I bought a couple of different kinds of water bottles from them. They were good bottles and they were a lot cheaper price than I could find elsewhere. I got them really quick too. They seem to be a good company!!


----------



## kaboom713 (Sep 21, 2011)

Getting the blanks from them is a good plan, having them print anything is a terrible plan. I had them print 200 can coolers and they look terrible. Crooked printed, the design was changed. Just plain bad. They replaced the bad ones with another 200 poorly printed can coolers. Not happy with their quality.


----------



## FredericDesign (Apr 28, 2008)

I've purchased from them a couple times with good results.
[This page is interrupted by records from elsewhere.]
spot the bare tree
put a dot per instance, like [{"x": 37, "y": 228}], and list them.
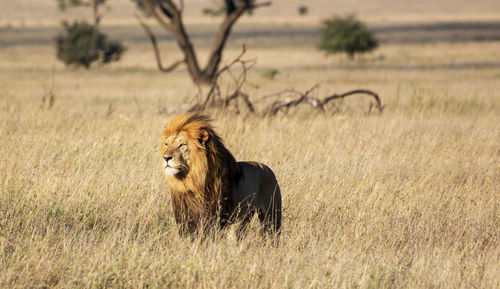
[{"x": 169, "y": 15}]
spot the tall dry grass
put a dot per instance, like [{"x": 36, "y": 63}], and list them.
[{"x": 407, "y": 199}]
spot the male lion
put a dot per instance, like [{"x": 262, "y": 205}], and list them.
[{"x": 208, "y": 186}]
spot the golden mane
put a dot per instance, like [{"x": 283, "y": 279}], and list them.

I have an order of glasses coming from them that should be here in about a week. I'll try to remember to let you know how they come out. Their prices seem to be good compared to Distributor Central for some items.


----------



## Mtnview (Nov 5, 2009)

Seems I remember seeing a Facebook ad campaign recently from them featuring low priced t-shirts.


----------



## proworlded (Oct 3, 2006)

A good price, by the case, for Grade A mugs is about $1.25.


----------



## Imagine It Vinyl (Aug 28, 2013)

I order about 300 drinkware items a month from them. The quality onm some items can be a little off but for the most part they seem to be a great company. I always order a smaller qty of a new item at first to check for quality. The only place I have found blanks that are as cheaply priced, for the same quality, is direct from china.


----------